Paris, Londres et Berlin appuient la fermeté de Bush à l’égard de l’Iran
Collaboration :: Samedi, 8 décembre 2007 . 16:06 t.u. ::
Le président français, Nicolas Sarkozy, partage toujours l’analyse de son homologue américain, George W. Bush, sur la nécessité de durcir les sanctions contre l’Iran s’il ne suspend pas ses activités d’enrichissement de l’uranium, comme indiqué dans un rapport des services de renseignements US sur le nucléaire iranien. Selon l’Élysée, M. Bush a appelé M. Sarkozy mercredi pour s’entretenir du rapport, le National Intelligence Estimate (NIE) publié le 4 décembre, de 16 services américains du renseignement. « George Bush a exposé à M. Sarkozy les conclusions du NIE et les éléments nouveaux qu’il contient, notamment sur des activités à caractère nucléaire militaire que l’Iran aurait conduites », écrit l’Élysée. M. Sarkozy estime que « si ceci était confirmé, les préoccupations internationales depuis 2002 sur les finalités des activités nucléaires en Iran seraient encore renforcées ». « L’Iran doit suspendre ses activités d’enrichissement, comme le Conseil de sécurité des Nations unies (CSNU) l’a demandé par trois résolutions successives depuis un an et demi. Le refus de l’Iran de s’y conformer justifie une nouvelle résolution du CSNU renforçant les sanctions », a déclaré M. Sarkozy à M. Bush, selon le porte-parole de l’Élysée, David Martinon. M. Sarkozy se range ainsi clairement du côté de M. Bush, qui continue de plaider pour un renforcement des sanctions à l’égard de Téhéran.
En outre, réunis en sommet hier à Paris, M. Sarkozy et la chancelière allemande, Angela Merkel, ont estimé que l’Iran et ses velléités nucléaires continuaient à « représenter une menace ». Lors d’une conférence de presse commune, M. Sarkozy a déclaré : « Si les sanctions ont été votées et qu’elles ont permis l’amorce d’un dialogue (…) je ne vois pas au nom de quoi on devrait renoncer à des sanctions alors même que la question de l’accession au nucléaire militaire par les dirigeants iraniens reste posée. » « Je crois (…) que l’Iran continue à représenter une menace », a déclaré pour sa part Mme Merkel. « Ce que le président iranien dit envers Israël est, et reste, inacceptable pour l’Allemagne » et « l’AIEA dit que la coopération de l’Iran en matière d’enrichissement est loin de ce qu’elle devrait être », a-t-elle expliqué.

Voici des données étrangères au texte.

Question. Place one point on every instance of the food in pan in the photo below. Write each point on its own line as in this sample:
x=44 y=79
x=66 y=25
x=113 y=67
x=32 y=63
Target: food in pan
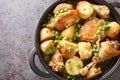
x=74 y=35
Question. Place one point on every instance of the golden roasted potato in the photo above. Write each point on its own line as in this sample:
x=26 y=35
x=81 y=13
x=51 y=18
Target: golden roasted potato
x=73 y=65
x=102 y=10
x=85 y=50
x=62 y=6
x=45 y=34
x=113 y=30
x=45 y=45
x=85 y=10
x=64 y=20
x=68 y=49
x=94 y=72
x=68 y=33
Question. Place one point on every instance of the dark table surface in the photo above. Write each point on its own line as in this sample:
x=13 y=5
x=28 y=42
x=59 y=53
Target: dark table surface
x=18 y=21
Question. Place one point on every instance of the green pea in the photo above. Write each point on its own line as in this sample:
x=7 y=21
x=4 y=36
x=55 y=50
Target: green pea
x=78 y=65
x=68 y=61
x=59 y=45
x=95 y=70
x=56 y=32
x=66 y=9
x=56 y=41
x=100 y=28
x=57 y=13
x=62 y=11
x=95 y=54
x=74 y=38
x=65 y=38
x=78 y=25
x=95 y=46
x=94 y=50
x=98 y=31
x=70 y=40
x=70 y=68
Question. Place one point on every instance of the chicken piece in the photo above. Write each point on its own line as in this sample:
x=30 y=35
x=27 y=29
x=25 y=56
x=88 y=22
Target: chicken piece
x=56 y=62
x=102 y=10
x=108 y=50
x=94 y=72
x=88 y=30
x=62 y=6
x=85 y=50
x=86 y=69
x=68 y=49
x=85 y=10
x=64 y=20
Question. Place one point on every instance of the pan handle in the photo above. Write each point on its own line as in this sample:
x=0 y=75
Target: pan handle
x=116 y=4
x=34 y=68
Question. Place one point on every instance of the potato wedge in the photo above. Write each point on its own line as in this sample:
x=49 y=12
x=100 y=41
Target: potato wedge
x=102 y=10
x=68 y=33
x=85 y=50
x=68 y=49
x=85 y=10
x=62 y=6
x=45 y=45
x=73 y=65
x=45 y=34
x=114 y=29
x=94 y=72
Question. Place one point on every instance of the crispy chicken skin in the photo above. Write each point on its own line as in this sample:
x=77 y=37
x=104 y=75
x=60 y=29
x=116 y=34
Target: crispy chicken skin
x=64 y=20
x=88 y=31
x=86 y=69
x=62 y=6
x=102 y=10
x=68 y=49
x=108 y=50
x=56 y=62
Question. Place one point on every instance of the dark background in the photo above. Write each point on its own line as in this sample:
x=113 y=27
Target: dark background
x=18 y=21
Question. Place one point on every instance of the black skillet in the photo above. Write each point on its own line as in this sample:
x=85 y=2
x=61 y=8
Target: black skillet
x=108 y=67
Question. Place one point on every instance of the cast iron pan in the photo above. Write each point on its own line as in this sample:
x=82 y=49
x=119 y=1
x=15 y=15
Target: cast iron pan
x=107 y=67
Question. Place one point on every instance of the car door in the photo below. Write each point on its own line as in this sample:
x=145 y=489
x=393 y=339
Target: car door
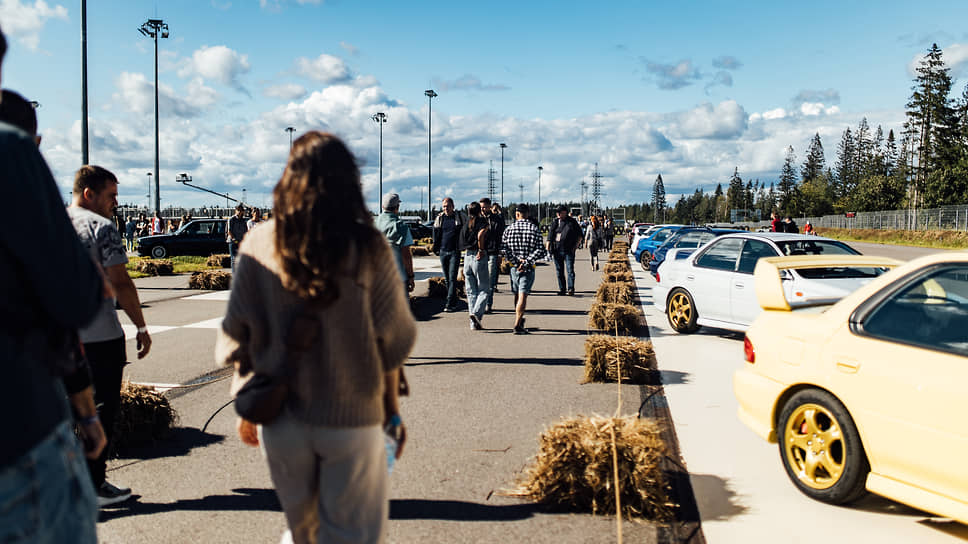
x=709 y=277
x=900 y=367
x=742 y=291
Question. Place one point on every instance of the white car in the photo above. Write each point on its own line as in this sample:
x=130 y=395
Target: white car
x=714 y=286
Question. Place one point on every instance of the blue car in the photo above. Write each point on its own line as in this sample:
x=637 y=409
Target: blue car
x=689 y=237
x=643 y=252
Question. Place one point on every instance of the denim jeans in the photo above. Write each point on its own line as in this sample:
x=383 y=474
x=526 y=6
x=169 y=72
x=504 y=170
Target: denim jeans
x=450 y=263
x=565 y=262
x=46 y=496
x=477 y=283
x=494 y=270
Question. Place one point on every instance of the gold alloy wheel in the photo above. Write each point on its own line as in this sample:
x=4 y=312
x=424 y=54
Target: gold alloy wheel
x=680 y=310
x=814 y=446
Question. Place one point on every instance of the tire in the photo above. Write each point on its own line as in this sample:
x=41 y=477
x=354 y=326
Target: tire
x=681 y=311
x=814 y=428
x=159 y=252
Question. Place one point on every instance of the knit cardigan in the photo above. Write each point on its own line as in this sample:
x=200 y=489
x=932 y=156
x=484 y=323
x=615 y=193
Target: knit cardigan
x=337 y=379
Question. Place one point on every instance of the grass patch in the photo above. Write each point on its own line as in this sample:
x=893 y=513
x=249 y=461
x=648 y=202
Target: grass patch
x=941 y=239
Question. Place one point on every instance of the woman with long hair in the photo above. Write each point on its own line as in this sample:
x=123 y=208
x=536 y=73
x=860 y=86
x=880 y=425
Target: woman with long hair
x=317 y=300
x=476 y=277
x=593 y=239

Même son de cloche à Londres. Le ministre britannique des Affaires étrangères, David Miliband, a écrit hier dans le Financial Times que la Grande-Bretagne fera pression pour que les Nations unies adoptent une nouvelle série de sanctions contre l’Iran. « (…) On ne doit pas avoir peur d’une diplomatie qui montre les dents. Une position de repli est bien pire », estime-t-il. « La direction iranienne est confrontée à un choix clair… J’espère que ses dirigeants auront la prévoyance et l’inspiration de faire le bon choix pour leur propre peuple qui n’en mérite pas moins », conclut M. Miliband.

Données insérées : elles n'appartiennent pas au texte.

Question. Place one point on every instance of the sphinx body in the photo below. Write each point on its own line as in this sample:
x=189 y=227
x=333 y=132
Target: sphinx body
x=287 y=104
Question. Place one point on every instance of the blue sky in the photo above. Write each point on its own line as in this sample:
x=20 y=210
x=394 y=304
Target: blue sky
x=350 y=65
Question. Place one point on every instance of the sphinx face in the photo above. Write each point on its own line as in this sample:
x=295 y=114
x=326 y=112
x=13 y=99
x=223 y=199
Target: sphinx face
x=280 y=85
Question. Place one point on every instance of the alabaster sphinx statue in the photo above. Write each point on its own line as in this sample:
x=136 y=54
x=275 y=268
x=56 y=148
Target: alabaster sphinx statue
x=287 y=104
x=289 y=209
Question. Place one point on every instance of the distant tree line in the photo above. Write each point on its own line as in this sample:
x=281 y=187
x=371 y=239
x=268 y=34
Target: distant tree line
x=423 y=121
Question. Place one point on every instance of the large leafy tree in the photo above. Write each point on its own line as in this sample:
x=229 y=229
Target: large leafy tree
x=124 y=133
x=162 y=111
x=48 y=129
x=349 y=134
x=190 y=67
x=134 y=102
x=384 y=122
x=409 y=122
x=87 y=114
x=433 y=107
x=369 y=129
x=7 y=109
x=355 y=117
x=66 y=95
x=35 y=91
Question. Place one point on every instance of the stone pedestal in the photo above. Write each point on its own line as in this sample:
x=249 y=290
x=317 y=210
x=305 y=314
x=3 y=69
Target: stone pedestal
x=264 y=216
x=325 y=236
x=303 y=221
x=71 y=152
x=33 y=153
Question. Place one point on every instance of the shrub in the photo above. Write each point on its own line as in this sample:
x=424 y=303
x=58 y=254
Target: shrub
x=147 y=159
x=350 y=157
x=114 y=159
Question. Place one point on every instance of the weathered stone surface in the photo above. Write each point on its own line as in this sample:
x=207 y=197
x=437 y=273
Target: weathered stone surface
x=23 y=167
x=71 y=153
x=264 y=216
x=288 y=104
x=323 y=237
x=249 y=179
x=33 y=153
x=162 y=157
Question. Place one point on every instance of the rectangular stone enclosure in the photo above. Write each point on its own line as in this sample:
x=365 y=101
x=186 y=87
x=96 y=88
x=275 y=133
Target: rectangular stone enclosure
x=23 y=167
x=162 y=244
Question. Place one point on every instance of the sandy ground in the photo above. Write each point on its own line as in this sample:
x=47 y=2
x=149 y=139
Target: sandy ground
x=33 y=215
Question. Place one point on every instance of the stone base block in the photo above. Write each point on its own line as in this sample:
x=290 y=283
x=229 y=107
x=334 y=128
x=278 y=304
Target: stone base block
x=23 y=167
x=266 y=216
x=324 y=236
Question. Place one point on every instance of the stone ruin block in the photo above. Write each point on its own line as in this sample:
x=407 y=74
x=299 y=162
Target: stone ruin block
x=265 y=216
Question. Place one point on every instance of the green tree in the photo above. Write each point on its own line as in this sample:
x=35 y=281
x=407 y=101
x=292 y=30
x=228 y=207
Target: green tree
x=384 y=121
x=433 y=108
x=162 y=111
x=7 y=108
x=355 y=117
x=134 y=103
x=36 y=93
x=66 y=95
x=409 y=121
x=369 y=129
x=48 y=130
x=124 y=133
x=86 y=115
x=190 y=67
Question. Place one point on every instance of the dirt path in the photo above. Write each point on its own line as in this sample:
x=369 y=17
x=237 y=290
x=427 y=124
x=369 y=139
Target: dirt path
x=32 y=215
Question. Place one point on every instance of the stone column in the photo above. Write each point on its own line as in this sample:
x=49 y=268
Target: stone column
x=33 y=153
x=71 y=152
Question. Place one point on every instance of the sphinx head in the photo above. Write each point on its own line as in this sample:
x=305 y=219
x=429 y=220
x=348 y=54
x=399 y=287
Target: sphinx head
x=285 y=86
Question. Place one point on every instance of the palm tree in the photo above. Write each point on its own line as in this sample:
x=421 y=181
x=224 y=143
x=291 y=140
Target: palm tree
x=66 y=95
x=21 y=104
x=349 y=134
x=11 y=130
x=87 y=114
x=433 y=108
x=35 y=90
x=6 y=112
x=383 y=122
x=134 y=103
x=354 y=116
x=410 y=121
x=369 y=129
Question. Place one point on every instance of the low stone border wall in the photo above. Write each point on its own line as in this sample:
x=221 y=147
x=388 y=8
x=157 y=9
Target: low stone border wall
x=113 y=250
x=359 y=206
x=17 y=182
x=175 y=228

Ce soutien des trois grandes capitales européennes est inestimable pour M. Bush, après la publication du NIE qui rend la tâche des Occidentaux difficile face à la Russie et la Chine, toutes deux réticentes à de nouvelles sanctions contre Téhéran. La position de fermeté de Washington a été réitérée hier par la secrétaire d’État américaine, Condoleezza Rice, qui s’est encore prononcée pour un durcissement des sanctions contre l’Iran. « Je ne vois pas en quoi (le rapport) change notre ligne de conduite », a-t-elle déclaré. De son côté, le vice-président américain, Dick Cheney, un des adversaires les plus ardents du nucléaire iranien, a reconnu ouvertement mercredi que la diplomatie risquait d’être compliquée par le NIE. « Peut-être, mais ce n’était pas simple au départ », a répondu M. Cheney dans un entretien avec le magazine en ligne Politico, qui lui demandait si les efforts américains pour contenir les activités nucléaires iraniennes seraient rendus plus difficiles par le NIE. La reconnaissance des possibles difficultés posées par ce document est d’autant plus frappante qu’elle vient d’un homme qui passe pour l’un des avocats les plus fervents de la fermeté contre l’Iran. « Je continue à être inquiet » malgré le NIE, a toutefois dit M. Cheney. M. Cheney a clairement laissé entendre que, si ce rapport avait été publié contrairement aux intentions déclarées par le renseignement, c’était dans l’intention de limiter les dégâts qu’aurait causés une « fuite », à la lumière du précédent irakien.